Oldorf’s Revenge was their first game (and unlike Goblins, they wrote this one themselves). It was originally called “Wizard” (and there’s a disk image floating around named that) but they changed the name to avoid clashing with On-Line Systems over Wizard and the Princess. Like Goblins, it’s for Apple II and has full graphics (“over 100 Hi-Res pictures”). Unlike pretty much any other adventure game I’ve seen, you play not a single protagonist but a full party of seven adventurers, each with their own special commands:

Via the Gallery of Undiscovered Entities. I’m not clear yet what the difference between a magician and a wizard is.

The gimmick is that you can change which character is active at any time with the command “C” (although you get a limit of five changes per character) and various obstacles can only be resolved via a particular party member; most obviously by their skills, but the manual does say “Sometimes the right person saying a clue word is all that is needed” so I assume it’s not always a simple correspondence between specialty and puzzle. The manual also says the WIZARD is the most powerful character and may “try and cast a spell at any time, but if the situation did not warrant it, he may not be allowed to or it may cost you considerable strength.”

Regarding strength, you start with a pool of 100 shared amongst all the characters, and while I haven’t thwacked it down to 0 yet, I assume that means YOUR QUEST IS OVER.

The “5” to the next of each character indicates how many times left you can switch to that charcter. I’m ok with a shared strength pool, but I don’t see any plausible in-universe explanation for the restriction to how often each character is used; I think the authors might have feared a “lawnmower” approach to puzzle solving but it still strikes me as clunky.

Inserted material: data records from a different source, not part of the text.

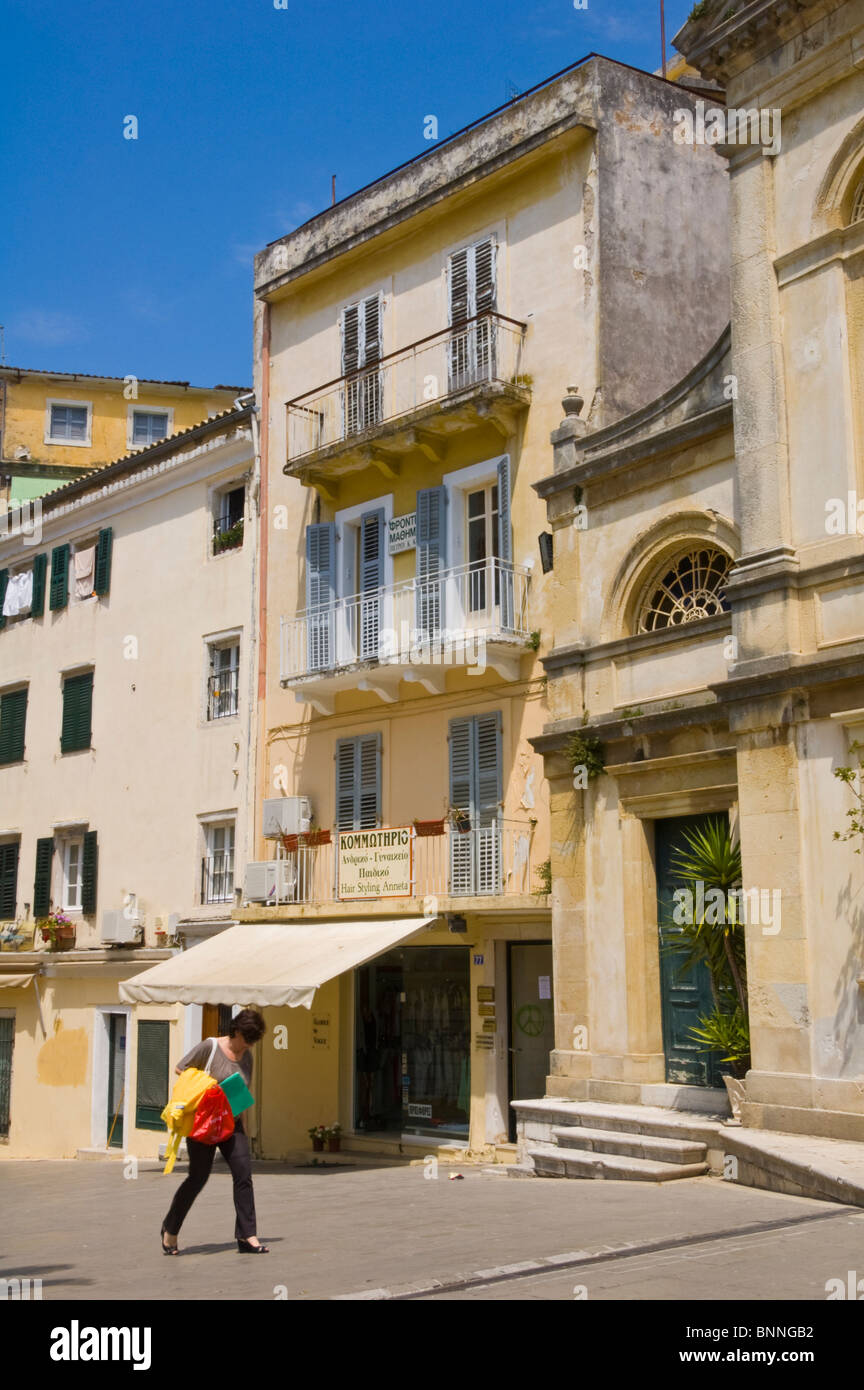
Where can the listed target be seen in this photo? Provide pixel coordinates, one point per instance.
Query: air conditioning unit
(286, 816)
(120, 930)
(270, 881)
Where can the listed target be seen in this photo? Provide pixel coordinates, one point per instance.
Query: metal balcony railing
(446, 620)
(217, 877)
(222, 694)
(479, 861)
(488, 348)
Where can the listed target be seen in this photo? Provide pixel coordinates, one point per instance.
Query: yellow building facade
(56, 426)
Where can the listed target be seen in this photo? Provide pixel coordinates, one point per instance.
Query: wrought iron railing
(445, 620)
(488, 348)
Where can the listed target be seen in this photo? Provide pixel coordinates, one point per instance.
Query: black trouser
(235, 1151)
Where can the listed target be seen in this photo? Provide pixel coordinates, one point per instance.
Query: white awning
(268, 963)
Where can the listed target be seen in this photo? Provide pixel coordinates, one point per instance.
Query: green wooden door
(685, 994)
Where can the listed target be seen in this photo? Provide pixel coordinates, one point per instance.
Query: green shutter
(89, 873)
(9, 880)
(40, 565)
(152, 1082)
(102, 580)
(77, 710)
(42, 883)
(59, 592)
(13, 719)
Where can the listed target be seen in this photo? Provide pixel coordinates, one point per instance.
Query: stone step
(631, 1119)
(550, 1161)
(628, 1144)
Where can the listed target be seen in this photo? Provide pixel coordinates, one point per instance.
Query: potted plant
(57, 930)
(428, 827)
(317, 1133)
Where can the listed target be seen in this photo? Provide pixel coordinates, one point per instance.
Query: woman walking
(232, 1054)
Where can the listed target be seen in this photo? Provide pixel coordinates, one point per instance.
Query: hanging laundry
(85, 563)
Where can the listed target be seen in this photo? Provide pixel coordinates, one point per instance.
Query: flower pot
(428, 827)
(736, 1090)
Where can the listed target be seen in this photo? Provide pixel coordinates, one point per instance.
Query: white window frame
(78, 405)
(218, 642)
(67, 843)
(139, 406)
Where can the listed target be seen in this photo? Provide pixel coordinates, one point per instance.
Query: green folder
(238, 1094)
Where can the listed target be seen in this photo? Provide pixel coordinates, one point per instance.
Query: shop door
(117, 1079)
(685, 994)
(531, 1020)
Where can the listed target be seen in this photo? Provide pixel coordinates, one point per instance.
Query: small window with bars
(228, 519)
(222, 681)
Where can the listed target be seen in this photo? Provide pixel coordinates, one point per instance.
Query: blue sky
(135, 256)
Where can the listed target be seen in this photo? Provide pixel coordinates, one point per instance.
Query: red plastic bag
(213, 1118)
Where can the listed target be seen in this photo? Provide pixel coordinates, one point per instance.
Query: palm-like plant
(713, 859)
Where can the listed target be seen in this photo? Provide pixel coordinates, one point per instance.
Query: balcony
(471, 617)
(492, 861)
(411, 399)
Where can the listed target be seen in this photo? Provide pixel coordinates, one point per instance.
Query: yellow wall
(25, 416)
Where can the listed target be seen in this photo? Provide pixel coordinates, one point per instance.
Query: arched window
(692, 587)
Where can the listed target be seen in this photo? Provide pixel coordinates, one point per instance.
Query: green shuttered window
(59, 592)
(152, 1084)
(9, 880)
(13, 719)
(102, 576)
(42, 883)
(88, 873)
(77, 712)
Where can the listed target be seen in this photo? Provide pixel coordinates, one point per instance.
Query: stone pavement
(388, 1232)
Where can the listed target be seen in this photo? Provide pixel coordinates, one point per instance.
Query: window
(361, 348)
(77, 712)
(217, 866)
(152, 1087)
(475, 797)
(68, 421)
(692, 588)
(13, 719)
(222, 681)
(147, 427)
(72, 875)
(228, 520)
(359, 783)
(9, 879)
(471, 289)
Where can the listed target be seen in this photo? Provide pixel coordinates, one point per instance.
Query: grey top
(221, 1068)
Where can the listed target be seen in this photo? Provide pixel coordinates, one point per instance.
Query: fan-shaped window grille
(692, 588)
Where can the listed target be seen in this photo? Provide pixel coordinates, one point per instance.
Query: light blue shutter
(371, 580)
(320, 594)
(431, 560)
(504, 584)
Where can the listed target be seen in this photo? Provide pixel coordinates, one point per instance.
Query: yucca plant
(727, 1033)
(713, 859)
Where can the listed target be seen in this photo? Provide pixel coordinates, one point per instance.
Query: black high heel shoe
(167, 1250)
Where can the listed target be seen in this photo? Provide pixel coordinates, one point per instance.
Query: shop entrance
(411, 1043)
(531, 1020)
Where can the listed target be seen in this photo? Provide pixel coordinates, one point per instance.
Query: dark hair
(249, 1023)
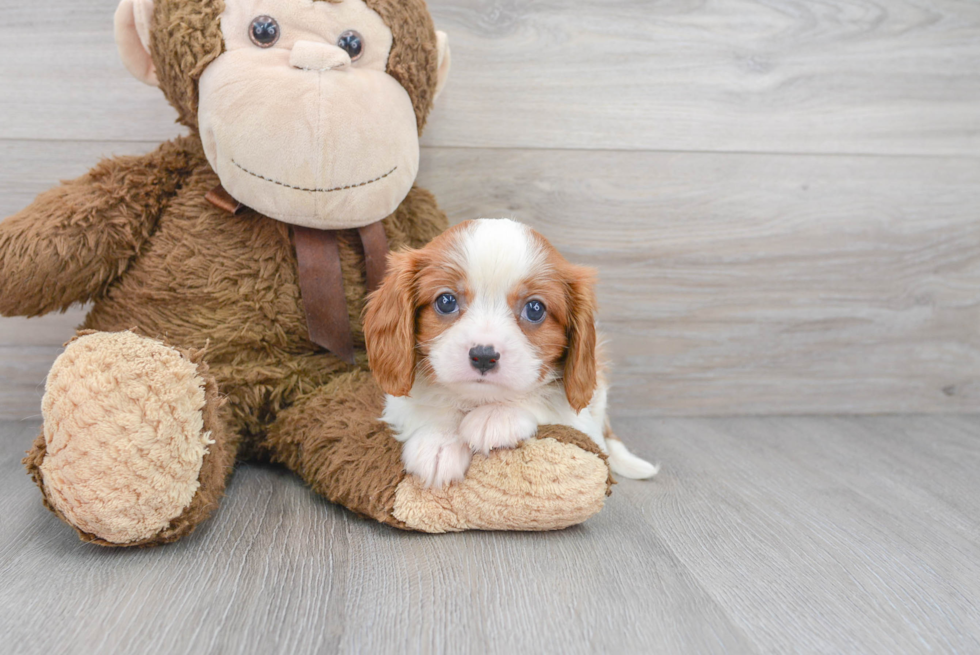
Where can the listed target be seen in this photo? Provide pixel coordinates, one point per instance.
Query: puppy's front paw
(437, 458)
(497, 426)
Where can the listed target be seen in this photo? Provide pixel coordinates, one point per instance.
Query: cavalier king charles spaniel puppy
(480, 337)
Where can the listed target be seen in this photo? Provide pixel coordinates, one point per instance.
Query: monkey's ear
(442, 44)
(133, 39)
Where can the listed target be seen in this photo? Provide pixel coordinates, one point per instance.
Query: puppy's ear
(580, 361)
(389, 326)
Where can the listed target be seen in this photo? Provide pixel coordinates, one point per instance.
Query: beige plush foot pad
(542, 485)
(124, 435)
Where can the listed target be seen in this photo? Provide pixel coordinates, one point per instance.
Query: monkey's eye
(534, 311)
(264, 31)
(352, 43)
(446, 304)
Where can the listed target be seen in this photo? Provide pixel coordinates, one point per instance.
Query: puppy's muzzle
(483, 358)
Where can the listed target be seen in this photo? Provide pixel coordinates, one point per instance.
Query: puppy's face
(489, 310)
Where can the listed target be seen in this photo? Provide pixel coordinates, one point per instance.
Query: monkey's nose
(313, 56)
(483, 358)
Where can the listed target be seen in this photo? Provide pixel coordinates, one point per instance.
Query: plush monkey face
(298, 113)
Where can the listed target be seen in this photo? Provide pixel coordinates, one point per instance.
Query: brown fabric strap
(375, 253)
(223, 200)
(321, 283)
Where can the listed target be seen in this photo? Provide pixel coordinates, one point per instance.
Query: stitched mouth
(299, 188)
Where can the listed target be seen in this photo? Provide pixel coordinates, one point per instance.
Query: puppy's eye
(446, 304)
(352, 43)
(534, 311)
(264, 31)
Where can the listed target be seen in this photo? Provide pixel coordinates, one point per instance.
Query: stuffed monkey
(227, 272)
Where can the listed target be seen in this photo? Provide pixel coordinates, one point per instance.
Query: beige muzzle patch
(124, 435)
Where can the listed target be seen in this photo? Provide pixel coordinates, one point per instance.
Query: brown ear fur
(580, 362)
(389, 326)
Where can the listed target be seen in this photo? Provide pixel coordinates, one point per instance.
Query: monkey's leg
(134, 451)
(333, 439)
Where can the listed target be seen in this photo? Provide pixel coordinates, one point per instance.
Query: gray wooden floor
(782, 199)
(777, 535)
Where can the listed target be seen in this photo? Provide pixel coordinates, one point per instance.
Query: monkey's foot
(549, 483)
(127, 455)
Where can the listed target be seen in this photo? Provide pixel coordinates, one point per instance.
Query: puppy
(479, 338)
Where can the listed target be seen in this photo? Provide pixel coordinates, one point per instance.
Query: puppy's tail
(624, 463)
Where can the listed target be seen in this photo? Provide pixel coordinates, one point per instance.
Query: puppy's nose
(483, 358)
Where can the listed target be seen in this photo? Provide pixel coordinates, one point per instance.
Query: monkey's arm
(74, 240)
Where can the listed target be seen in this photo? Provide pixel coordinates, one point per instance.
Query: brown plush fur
(137, 238)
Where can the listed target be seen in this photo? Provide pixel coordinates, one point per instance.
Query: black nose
(483, 358)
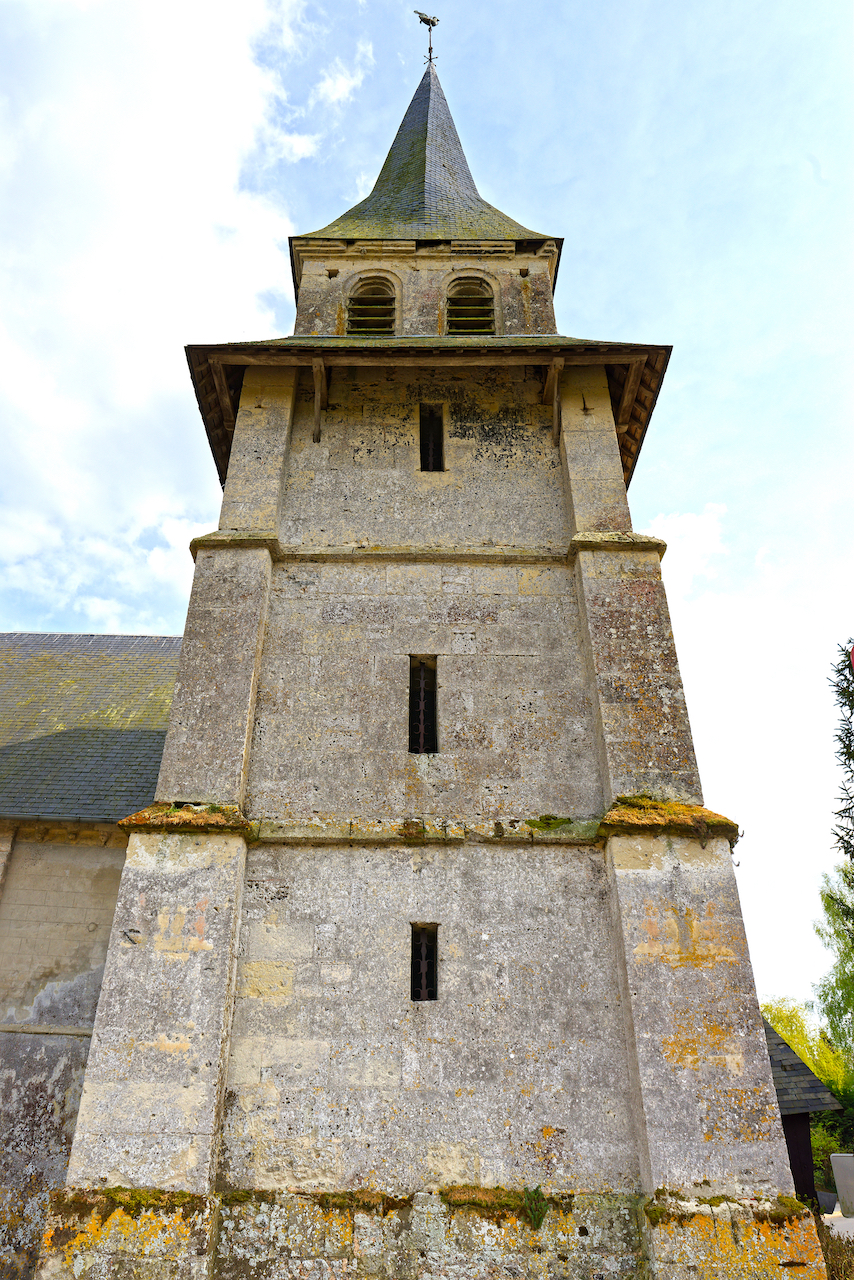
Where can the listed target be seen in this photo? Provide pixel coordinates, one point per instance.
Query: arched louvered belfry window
(370, 310)
(471, 307)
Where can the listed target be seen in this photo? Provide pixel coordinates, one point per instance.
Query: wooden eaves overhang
(634, 373)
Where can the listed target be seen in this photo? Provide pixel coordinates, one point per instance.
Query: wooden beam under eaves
(320, 394)
(552, 394)
(630, 392)
(223, 393)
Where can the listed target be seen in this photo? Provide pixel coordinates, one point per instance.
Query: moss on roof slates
(82, 723)
(798, 1088)
(425, 190)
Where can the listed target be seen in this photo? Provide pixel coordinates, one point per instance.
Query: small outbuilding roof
(82, 723)
(798, 1088)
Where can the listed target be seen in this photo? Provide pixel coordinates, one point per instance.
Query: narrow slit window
(424, 961)
(432, 438)
(371, 309)
(423, 726)
(471, 307)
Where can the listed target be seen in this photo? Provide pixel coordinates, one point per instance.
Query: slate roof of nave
(425, 190)
(82, 723)
(798, 1088)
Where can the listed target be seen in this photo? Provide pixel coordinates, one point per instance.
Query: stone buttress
(584, 1091)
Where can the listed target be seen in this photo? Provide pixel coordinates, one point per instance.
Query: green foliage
(836, 929)
(535, 1206)
(839, 1253)
(793, 1020)
(843, 685)
(835, 991)
(830, 1130)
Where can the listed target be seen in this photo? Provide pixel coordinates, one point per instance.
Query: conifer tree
(836, 929)
(843, 685)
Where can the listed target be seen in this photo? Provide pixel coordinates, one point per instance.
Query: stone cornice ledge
(648, 816)
(190, 818)
(421, 831)
(245, 539)
(615, 540)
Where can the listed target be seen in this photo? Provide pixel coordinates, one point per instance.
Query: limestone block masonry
(588, 1095)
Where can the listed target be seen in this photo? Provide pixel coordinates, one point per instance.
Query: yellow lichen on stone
(657, 817)
(729, 1246)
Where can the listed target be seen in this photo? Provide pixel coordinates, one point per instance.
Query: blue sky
(697, 160)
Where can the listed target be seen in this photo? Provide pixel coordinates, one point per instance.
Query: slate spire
(425, 190)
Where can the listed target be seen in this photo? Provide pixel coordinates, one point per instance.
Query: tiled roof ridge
(425, 190)
(82, 640)
(798, 1087)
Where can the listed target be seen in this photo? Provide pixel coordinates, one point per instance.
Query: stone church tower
(428, 960)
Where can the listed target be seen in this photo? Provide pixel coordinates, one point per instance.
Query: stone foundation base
(464, 1233)
(126, 1234)
(731, 1240)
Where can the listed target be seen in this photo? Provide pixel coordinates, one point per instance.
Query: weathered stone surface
(290, 1238)
(515, 1074)
(420, 279)
(55, 917)
(252, 498)
(703, 1104)
(41, 1078)
(332, 722)
(362, 484)
(596, 490)
(206, 749)
(730, 1239)
(128, 1235)
(150, 1107)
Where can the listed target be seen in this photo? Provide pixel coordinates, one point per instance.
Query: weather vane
(429, 23)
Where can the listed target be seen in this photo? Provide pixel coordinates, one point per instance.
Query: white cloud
(338, 82)
(127, 234)
(694, 540)
(297, 146)
(756, 657)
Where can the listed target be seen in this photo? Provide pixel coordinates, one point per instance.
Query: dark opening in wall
(423, 723)
(470, 307)
(432, 438)
(370, 311)
(425, 938)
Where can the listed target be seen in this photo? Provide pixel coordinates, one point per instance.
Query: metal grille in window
(470, 307)
(424, 956)
(423, 727)
(371, 309)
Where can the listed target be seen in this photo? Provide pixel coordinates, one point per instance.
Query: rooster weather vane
(429, 23)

The first puzzle is a good illustration of the party system:

The door is locked, but you can either

a.) UNLOCK DOOR with the Thief, which uses 2 strength points
or
b.) CAST with the Wizard, which uses 12 strength points

BREAK with the Strongman seems plausible but it doesn’t work.

I think the downside of all this flexibility is that there might not be much object interaction outside of the skills, but I’ve only played for a short while so I don’t know yet. Onward!